Data Link Layer

The Data Link Layer focuses on the node to node transfer of data between adjacent connections. These networked nodes can consist of various devices like computers, routers, and switches.

The data link layer is only concerned with providing transport from a single node to another node. A higher layer protocol then chains together these short hops, to transmit messages across networks. The data link layer abstract away the need for other layers to care about the physical layer and what hardware (whether it be twisted pair, fiber, or wireless) is in use.

In this example there are 4 independent data link layer exchanges necessary to send a message from Host1 to Host 2.

Within the OSI model, the data link layer can be further divided into two sublayers the Logical Link Control (or LLC sublayer) and the Media Access Control (or MAC sublayer).

Media Access Control

The medium access control sublayer controls the hardware responsible for interaction with the wired, optical or wireless transmission mediums. It translates data into signal.

When receiving signal from the physical layer, the Media Access control is in charge of converting that physical signal whether it be electrical current, optical light, or wireless radio frequencies into bits and arranging those bits into frames for the the Logical Link Control.

It must also do this in the reverse. When transmitting data the Media Access control receives a frame from the Logical Link Control and is in charge of converting that frame into a physical signal.

Logical Link Control

On top of the Media Access Control sublayer is the Logical Link Control.

The LLC sublayer acts as an interface between the media access control and the network layer.

It receives a message from an upper layer protocol (usually IP packet),
chooses which network interface (or NIC) to send the data out on (for example on a laptop with both wireless and ethernet capabilities, ethernet is typically chosen by the operating system).
If necessary it performs multiplexing, which is used to ensure multiple network layer protocols can coexist. Multiplexing is the process of combining multiple signals from different sources into a single useable one.
Finally It wraps the message with the appropriate header, and sends it to the MAC sublayer to be sent out.
The entire process is performed in reverse when receiving a frame from the MAC sublayer.

The transmission medium will determine the required header. The encapsulated packet is called a frame.

In modern applications there are two major family of protocols each with their own headers:

802.3 (Ethernet)
802.11 (WiFi)

Each of these protocols has had multiple iterations over their existence, with each upgrade changing a one or two letter suffix, for example 802.11 a/b/g/n/ac and more recently 802.11ax or more commonly referred to as Wi-Fi 6

Historically we also had a protocol specifically for fiber connections called Fiber Distributed Data Interface (or FDDI, but it is now obsolete, replaced with Ethernet over Fiber)

Why do we use frames?

In The next section we will go into the details of the Ethernet frame, but it's important to keep in mind on a high level how frames work and why we need them. We've already mentioned that the Data link layer deals with the node to node transmission of data and that multiple exchanges are used in conjunction with a higher layer protocol to deliver packets across the Internet.
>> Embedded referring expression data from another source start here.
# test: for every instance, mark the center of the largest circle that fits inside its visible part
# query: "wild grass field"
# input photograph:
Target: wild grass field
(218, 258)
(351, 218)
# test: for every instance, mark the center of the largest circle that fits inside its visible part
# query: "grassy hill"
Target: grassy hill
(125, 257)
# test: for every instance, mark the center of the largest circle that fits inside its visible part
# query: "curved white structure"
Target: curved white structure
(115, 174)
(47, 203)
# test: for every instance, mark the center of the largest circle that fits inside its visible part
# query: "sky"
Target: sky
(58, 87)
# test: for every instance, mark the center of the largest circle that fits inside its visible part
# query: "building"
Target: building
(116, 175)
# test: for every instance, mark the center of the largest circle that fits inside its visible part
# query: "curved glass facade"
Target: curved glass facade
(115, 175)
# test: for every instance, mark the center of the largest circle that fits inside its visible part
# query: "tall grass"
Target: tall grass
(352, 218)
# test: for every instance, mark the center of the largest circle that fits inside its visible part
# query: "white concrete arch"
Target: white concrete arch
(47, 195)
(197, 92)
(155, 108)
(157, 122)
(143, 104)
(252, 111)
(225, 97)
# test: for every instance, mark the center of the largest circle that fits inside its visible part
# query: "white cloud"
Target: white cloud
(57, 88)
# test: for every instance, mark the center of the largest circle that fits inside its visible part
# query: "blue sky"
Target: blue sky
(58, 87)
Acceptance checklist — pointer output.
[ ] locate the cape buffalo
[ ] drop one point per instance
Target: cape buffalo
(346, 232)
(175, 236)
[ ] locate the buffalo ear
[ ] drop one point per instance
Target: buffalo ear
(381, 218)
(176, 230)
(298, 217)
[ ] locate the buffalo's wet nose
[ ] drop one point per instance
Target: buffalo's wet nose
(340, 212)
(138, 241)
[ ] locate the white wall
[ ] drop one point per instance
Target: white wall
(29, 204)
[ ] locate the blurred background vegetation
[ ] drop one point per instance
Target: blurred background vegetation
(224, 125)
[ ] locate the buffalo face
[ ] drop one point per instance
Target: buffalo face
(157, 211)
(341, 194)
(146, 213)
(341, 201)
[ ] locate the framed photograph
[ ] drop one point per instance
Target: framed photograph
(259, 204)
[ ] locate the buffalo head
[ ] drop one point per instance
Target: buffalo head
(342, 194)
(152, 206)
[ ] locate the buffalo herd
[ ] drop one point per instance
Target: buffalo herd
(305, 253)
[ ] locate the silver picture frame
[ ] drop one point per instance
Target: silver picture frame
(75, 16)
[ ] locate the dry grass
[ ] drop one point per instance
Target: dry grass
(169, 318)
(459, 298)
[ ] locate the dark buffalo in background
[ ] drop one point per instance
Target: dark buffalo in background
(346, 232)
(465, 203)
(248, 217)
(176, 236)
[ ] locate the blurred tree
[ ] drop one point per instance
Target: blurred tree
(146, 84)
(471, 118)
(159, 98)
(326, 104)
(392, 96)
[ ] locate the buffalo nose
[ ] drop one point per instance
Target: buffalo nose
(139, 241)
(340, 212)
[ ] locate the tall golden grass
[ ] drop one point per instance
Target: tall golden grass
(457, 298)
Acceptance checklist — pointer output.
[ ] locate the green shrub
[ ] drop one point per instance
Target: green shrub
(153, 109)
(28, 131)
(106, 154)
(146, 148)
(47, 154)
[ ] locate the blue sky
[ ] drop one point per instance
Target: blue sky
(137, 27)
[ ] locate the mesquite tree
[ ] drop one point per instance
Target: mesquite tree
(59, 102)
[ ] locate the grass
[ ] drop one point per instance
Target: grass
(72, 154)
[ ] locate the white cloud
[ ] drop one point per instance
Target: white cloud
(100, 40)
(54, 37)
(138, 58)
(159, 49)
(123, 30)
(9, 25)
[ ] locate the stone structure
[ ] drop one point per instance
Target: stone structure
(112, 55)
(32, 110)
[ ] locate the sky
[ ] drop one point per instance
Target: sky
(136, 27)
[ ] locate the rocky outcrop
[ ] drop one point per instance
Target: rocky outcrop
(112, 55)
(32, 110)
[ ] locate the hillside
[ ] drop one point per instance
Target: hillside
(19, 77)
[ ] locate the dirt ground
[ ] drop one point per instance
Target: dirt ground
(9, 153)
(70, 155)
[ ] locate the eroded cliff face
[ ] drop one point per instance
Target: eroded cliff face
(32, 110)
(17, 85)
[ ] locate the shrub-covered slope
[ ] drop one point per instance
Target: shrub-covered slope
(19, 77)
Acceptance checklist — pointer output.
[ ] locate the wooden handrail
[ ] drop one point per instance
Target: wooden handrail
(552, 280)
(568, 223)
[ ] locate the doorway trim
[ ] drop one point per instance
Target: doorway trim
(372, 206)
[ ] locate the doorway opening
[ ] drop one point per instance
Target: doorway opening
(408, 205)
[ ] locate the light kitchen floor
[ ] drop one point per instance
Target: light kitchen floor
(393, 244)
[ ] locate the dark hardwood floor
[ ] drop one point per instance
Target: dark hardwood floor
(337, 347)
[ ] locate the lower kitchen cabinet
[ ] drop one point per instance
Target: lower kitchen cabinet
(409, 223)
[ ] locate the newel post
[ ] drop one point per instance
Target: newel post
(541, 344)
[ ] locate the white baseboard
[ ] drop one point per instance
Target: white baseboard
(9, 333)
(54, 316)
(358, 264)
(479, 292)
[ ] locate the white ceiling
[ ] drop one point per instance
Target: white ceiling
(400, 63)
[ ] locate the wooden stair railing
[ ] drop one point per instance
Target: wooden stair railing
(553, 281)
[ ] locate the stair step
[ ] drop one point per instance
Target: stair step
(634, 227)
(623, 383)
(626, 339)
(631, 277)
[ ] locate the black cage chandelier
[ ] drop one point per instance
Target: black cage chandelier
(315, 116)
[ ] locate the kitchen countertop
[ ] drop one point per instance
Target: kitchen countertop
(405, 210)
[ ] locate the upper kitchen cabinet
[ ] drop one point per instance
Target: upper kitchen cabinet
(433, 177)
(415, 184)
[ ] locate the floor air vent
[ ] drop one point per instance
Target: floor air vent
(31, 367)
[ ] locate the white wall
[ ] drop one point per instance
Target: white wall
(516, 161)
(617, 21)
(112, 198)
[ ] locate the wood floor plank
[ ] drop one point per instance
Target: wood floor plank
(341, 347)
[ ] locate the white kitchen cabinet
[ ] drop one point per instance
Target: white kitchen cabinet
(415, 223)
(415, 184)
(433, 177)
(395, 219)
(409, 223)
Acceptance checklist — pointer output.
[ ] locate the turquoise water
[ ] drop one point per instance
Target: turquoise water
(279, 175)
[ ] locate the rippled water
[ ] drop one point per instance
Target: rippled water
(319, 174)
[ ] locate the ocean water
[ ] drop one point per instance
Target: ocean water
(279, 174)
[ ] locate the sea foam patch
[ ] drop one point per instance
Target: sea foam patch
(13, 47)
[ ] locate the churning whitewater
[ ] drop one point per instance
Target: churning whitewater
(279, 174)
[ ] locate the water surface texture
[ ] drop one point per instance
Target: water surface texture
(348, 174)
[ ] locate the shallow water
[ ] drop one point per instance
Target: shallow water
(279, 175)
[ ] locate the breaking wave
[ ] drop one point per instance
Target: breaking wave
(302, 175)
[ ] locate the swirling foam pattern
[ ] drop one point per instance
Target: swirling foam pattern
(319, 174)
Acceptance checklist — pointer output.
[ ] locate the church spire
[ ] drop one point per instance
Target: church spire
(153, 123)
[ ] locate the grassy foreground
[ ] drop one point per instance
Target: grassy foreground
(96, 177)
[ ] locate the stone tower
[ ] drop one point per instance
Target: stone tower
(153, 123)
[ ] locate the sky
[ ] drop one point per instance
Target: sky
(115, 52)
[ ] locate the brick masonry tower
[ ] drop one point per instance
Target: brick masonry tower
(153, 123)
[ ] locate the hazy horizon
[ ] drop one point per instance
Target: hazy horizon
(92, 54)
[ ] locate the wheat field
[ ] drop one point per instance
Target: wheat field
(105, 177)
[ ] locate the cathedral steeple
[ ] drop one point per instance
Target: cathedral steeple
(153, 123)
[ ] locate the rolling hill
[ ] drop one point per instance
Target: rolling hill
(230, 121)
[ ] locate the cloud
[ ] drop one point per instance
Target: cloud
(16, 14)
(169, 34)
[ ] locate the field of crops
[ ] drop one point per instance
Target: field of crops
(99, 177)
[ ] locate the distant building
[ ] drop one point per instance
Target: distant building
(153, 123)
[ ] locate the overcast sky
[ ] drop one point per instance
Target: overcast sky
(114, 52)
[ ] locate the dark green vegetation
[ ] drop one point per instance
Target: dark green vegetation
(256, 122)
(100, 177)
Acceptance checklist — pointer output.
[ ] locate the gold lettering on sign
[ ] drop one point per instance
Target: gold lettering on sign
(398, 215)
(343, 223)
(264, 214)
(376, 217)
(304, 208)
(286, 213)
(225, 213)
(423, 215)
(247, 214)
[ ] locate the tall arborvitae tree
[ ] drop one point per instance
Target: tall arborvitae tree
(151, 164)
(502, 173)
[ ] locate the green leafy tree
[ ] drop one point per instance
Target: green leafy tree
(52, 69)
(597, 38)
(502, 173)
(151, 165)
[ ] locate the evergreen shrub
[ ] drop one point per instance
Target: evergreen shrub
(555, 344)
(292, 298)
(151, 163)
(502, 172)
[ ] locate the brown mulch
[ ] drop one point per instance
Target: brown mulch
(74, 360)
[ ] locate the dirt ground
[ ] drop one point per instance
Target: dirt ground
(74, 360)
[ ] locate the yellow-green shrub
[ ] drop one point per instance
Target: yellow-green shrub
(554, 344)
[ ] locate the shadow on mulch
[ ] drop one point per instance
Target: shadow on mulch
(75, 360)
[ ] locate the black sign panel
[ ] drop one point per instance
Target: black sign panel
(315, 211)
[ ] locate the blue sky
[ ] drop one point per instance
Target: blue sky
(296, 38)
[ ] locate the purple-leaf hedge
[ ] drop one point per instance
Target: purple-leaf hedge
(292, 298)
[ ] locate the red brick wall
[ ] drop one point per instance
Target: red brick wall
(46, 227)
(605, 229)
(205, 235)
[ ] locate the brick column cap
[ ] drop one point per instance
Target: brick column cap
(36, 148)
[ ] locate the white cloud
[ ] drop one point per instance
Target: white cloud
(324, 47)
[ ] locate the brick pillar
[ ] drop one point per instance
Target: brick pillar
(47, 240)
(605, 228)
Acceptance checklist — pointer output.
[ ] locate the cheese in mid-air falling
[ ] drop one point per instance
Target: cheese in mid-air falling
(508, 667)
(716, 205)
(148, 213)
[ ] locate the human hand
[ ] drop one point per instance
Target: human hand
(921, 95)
In order to get a message from one device to the next we need to specify additional information, for example who the sender is and who the receiver is. This type of meta-information is what the frame is composed of. It is just header information that is added by the LLC sublayer in order to ensure the delivery of a message from one node to the next.

At each hop along it's path the header information is discarded. This is because the goal of the data link layer frame is completed once it arrives at the next device. The information regarding where it's next hop will be, is stored one layer above inside the network layer header. (We will come back to that in a later lecture regarding routing, so we can blackbox that for now) Once it's chosen it's next hop, a new data link layer frame is then generated (whether it be Ethernet or 802.11) all the fields are recomputed using the current hardware device's properties.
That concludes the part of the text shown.